Beeindruckt hat uns ihre Lebensgeschichte. Schon als Teenager mußte Annette viel Verantwortung übernehmen. Als ihr Vater, der einen kleineren Betrieb aufgebaut hatte, gesundheitliche Probleme hatte, mußte sie schon früh mithelfen, auch in der Führung der Firma. Die Lebenserfahrung und das Organisationstalent, das sie dabei erwarb, nutzt sie jetzt auch für die politische Abeit bei den Frankfurter Linken.
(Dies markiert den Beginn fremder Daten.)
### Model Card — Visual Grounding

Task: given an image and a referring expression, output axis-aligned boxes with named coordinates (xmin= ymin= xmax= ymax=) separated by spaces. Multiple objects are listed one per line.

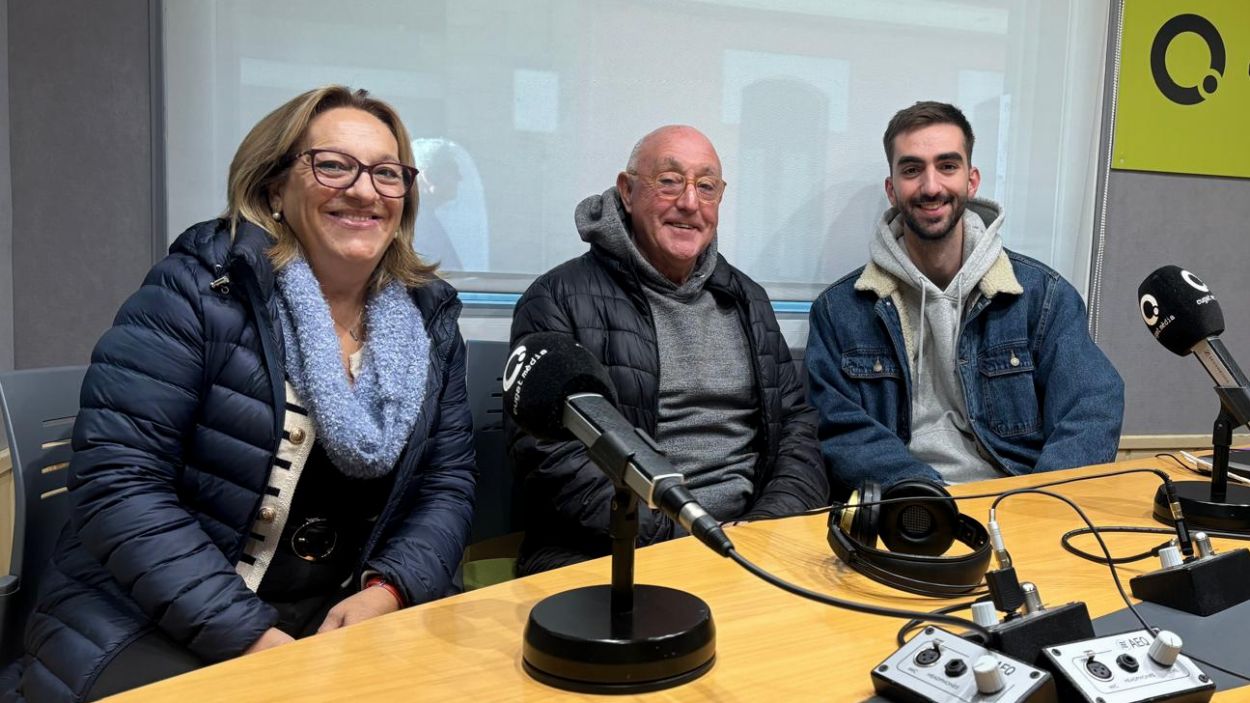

Für uns war der Besuch eine gute Gelegenheit über unsere politische Arbeit im Gallus und den anderen Stadtteilen des Ortsbezirks zu berichten. Nach wie vor sehen wir die schwierige Situation an den Schulen und die fehlenden Ausbildungsplätze für Schulabgänger als größtes Problem. Wir fordern eine gymnasiale Oberstufe für die Paul-Hindemith-Schule und ein kommunales Ausbildungszentrum. Wichtig ist uns auch die Wohnungspolitik, hier besonders der Umgang der städtischen ABG Holding (früher Hellerhof) mit den Mietern. Immer wieder hören wir Klagen über falsche Nebenkostenabrechnungen und unbegründete Mieterhöhungen. Diese Themen versuchen wir dann auch auf der politischen Ebene anzugehen (z.B. im Ortsbeirat). Wir unterstützen die Arbeit von kritischen Mietern und Selbsthilfeorganisationen, wobei wir deren politische Unabhängigkeit ausdrücklich respektieren.
Die Reaktion von Annette hat uns gezeigt, dass wir dabei im neuen Kreisvorstand auf Unterstützung bauen können. Und Annette ist mit ihrer direkten Art sicher auch richtig um unsere Partei in der Öffentlichkeit zu vertreten. Gerade auch gegenüber den Menschen in unseren Stadtteilen, die von den Linken weniger abstrakte Theorien als vielmehr praktische Interessenvertretung für die kleinen Leute erwarten.